Good things will come out of the meeting, for sure. For one thing, MassPoP is poised to do some really good work. For another, it was sweet to see Inkberry be the meeting-place where lovers and writers of poetry from around the region could gather, share a meal and conversation, and leave fortified for the important work of making our poems come to life.


We’ve hit the bigtime!

February 1, 2006

Today came irrefutable evidence that Inkberry’s hit the bigtime: there’s a coffee drink named after us.

I hit the Cup & Saucer this morning on my way to work, meaning to get a simple cup of joe to fortify me for my day, but when I saw the Inkberry Au L(a)it on their board I had to order one.

It’s a mocha café au lait with a hint of raspberry (better that than a hint of actual inkberry, since I don’t think inkberries are edible) and a drizzle of raspberry on top. (Whipped cream optional.) It’s sweet. It’s chocolatey. It’s delicious.

And it’s yet another reason to frequent our new java joint. Where we returned for lunch — Emily, Linda, Angela and I had a lunch meeting to talk about our fifth anniversary Inkstravaganza, so naturally we headed across the street to C&S, where I took great delight in pointing out our new beverage on the chalkboard.

Thanks, Cup & Saucer. (And hey, if you’re reading this and you live locally, drop in and try one! Mmmm…delicious.)


There’s a new place in town!

January 4, 2006

Those of you who don’t live in small towns may not completely understand the excitement that prevails when a new eatery opens its doors around here. I still remember when the Thai place opened in Williamstown, the next town over from here; for weeks, any time one ran into a friend or acquaintance, the question was not “how are you?” but “have you been to the new Thai place yet?” We take our restaurants seriously here in northern Berkshire.
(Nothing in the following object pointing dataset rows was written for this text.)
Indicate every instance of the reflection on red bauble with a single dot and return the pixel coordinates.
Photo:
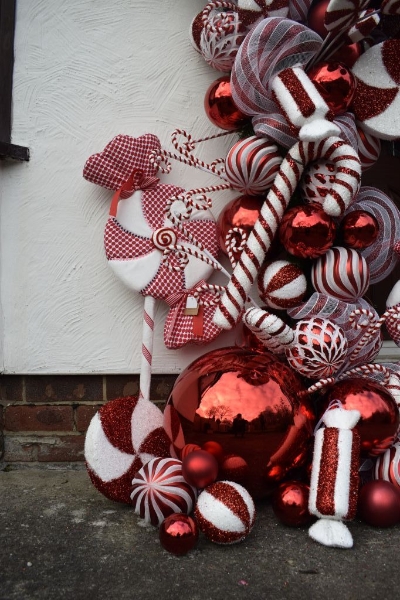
(307, 231)
(290, 503)
(359, 229)
(241, 212)
(178, 533)
(255, 398)
(220, 107)
(336, 84)
(379, 504)
(379, 413)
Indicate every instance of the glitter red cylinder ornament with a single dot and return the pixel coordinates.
(307, 231)
(220, 107)
(178, 534)
(290, 503)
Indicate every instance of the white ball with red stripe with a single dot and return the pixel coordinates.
(282, 284)
(342, 273)
(123, 435)
(251, 165)
(159, 490)
(225, 512)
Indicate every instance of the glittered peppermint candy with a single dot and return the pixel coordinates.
(342, 273)
(319, 348)
(123, 435)
(281, 284)
(225, 512)
(159, 490)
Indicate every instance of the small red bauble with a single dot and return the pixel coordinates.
(335, 83)
(379, 504)
(178, 534)
(200, 468)
(359, 229)
(307, 231)
(220, 107)
(290, 503)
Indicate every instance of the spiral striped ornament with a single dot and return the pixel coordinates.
(251, 165)
(341, 194)
(159, 490)
(342, 273)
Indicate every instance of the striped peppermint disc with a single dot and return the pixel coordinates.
(342, 273)
(225, 512)
(159, 490)
(251, 165)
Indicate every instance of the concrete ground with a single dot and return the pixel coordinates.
(60, 538)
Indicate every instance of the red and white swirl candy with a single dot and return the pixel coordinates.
(159, 490)
(342, 273)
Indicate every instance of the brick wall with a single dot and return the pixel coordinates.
(44, 418)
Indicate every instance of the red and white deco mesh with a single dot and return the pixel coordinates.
(159, 489)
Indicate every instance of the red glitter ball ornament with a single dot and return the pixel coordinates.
(307, 231)
(290, 503)
(359, 229)
(335, 83)
(220, 107)
(379, 504)
(178, 534)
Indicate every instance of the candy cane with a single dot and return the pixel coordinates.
(342, 192)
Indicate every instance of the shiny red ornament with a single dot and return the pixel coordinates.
(290, 503)
(220, 107)
(262, 393)
(178, 534)
(200, 468)
(379, 504)
(359, 229)
(379, 413)
(336, 84)
(307, 231)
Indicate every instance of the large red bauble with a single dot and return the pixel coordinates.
(290, 503)
(379, 413)
(220, 107)
(178, 533)
(307, 231)
(265, 391)
(336, 84)
(379, 504)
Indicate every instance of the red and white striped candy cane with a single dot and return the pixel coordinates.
(344, 188)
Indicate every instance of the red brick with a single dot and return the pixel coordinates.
(38, 418)
(83, 416)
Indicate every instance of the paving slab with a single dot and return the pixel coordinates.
(60, 538)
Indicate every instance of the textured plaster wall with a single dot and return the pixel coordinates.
(86, 70)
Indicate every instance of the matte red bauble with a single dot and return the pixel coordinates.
(379, 413)
(200, 468)
(255, 398)
(359, 229)
(307, 231)
(290, 503)
(336, 84)
(379, 504)
(220, 107)
(178, 533)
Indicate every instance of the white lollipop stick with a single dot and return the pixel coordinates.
(339, 197)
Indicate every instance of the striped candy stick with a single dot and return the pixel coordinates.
(345, 186)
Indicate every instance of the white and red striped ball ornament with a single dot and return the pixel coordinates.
(251, 165)
(319, 348)
(159, 490)
(387, 466)
(225, 512)
(342, 273)
(281, 284)
(122, 436)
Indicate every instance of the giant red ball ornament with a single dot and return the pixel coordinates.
(220, 107)
(265, 392)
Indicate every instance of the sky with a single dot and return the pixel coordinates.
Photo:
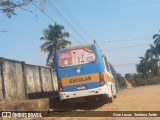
(123, 29)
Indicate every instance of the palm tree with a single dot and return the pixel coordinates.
(144, 67)
(156, 38)
(53, 38)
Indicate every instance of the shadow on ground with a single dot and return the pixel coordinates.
(57, 105)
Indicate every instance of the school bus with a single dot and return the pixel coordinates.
(83, 71)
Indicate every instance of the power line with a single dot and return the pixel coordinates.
(136, 39)
(52, 6)
(53, 20)
(138, 45)
(43, 12)
(74, 19)
(123, 65)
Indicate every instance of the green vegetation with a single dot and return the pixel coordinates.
(121, 81)
(54, 39)
(148, 68)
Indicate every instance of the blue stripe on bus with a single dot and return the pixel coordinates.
(88, 86)
(72, 70)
So believe me when I say I almost jumped for joy when I saw that Cup and Saucer had finally opened, right across the street from Inkberry central.

The place that now houses Cup and Saucer used to be the Appalachian Bean. We held a reading there last March, which was great fun. They weren’t the best joint in town, but they were convenient, and friendly, and everybody liked having them there.
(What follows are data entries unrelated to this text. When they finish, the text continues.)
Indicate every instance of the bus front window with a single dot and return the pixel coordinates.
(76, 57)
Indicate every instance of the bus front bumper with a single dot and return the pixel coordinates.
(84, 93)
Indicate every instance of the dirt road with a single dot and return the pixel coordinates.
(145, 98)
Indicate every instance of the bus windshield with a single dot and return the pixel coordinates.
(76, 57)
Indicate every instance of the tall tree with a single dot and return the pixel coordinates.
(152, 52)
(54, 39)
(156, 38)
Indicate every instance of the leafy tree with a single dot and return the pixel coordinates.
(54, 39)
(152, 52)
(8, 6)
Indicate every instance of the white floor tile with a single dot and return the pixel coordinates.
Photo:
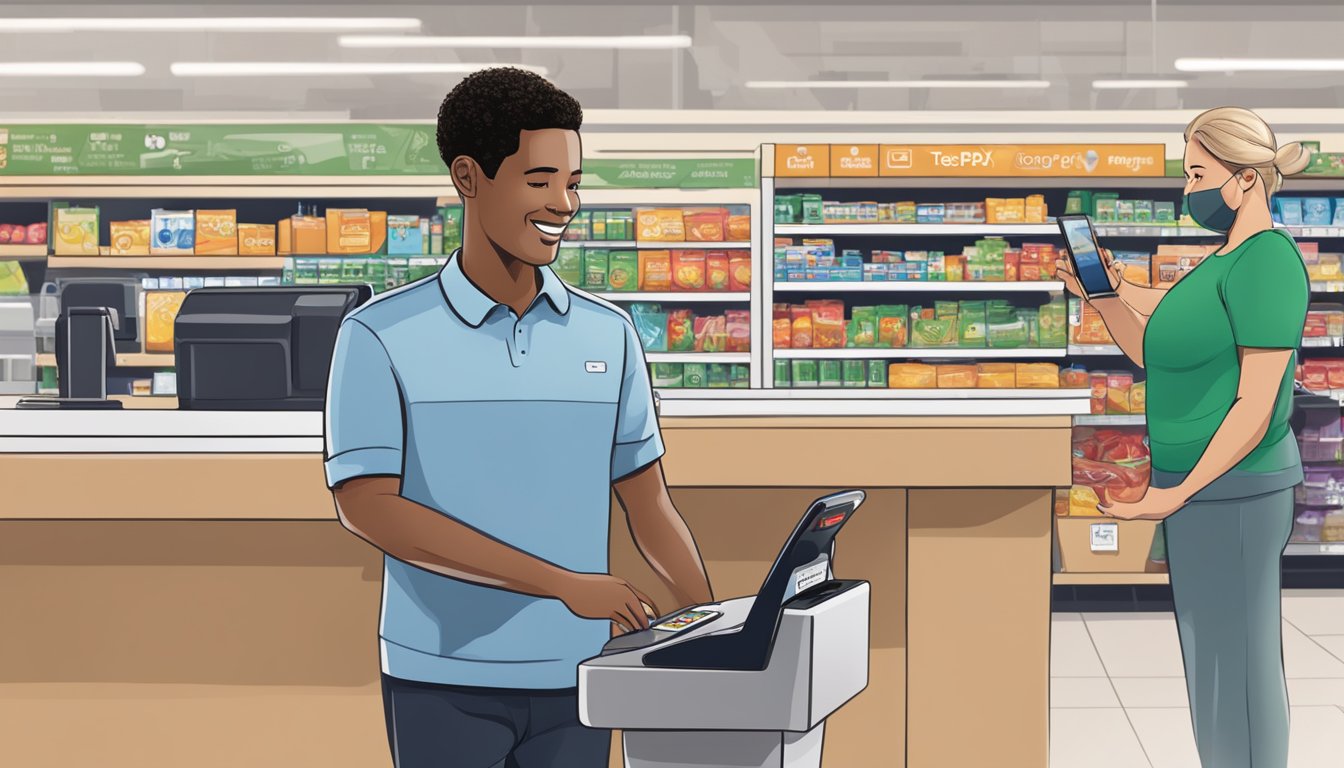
(1167, 736)
(1315, 740)
(1304, 658)
(1315, 613)
(1305, 692)
(1137, 644)
(1071, 653)
(1093, 739)
(1082, 693)
(1152, 693)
Until they went out of business last summer. Brown paper immediately went up, covering the windows, along with a “Coming soon: cup and saucer!” sign. First it said “Coming soon: October,” then that was scratched out and it said “Coming soon: November,” and by December I had more-or-less given up hope that we would ever see a coffee shop in the old Bean space again.

But lo and behold, the place is open! So Jill and I took our two new interns, Elizabeth and Ann-Louise, there for a celebratory lunch.

The space is as wide-open and echo-y as ever. They spiffed up the paint, and put blue oilcloth on the tables. On the back wall, they’ve painted their logo above a small stage which currently sports several tall stools. (Could folk music and improv comedy be in our future?) And, best of all, the food is good. I had a cup of “Fire and Rice with Chicken” soup, a southwestern delight filled with sundried tomatoes, roasted peppers, chicken and rice. (I wouldn’t call it “fire,” myself, but it had good flavor to it — and hey, I come from Texas, so I may have unorthodox notions about what constitutes spicy food.) Jill and I shared a roast beef sandwich, which turned out to be grilled, and quite delightful.

I’m a big fan of Brewhaha, around the corner on Marshall Street, and I intend to keep going there. I love their food, their coffee, their décor, and the people who run the place. But Brewhaha isn’t open on Wednesdays, and that’s one of my two North Adams days each week. Something tells me I’ve found my new Wednesday lunch joint.

Sitting in the Inkberry classroom, stickering calendars with address labels, I can gaze across the street into the windows of the Cup and Saucer. One of these days I might have to head over for a cup of hazelnut coffee and a slice of that chocolate lava cake. Huzzah.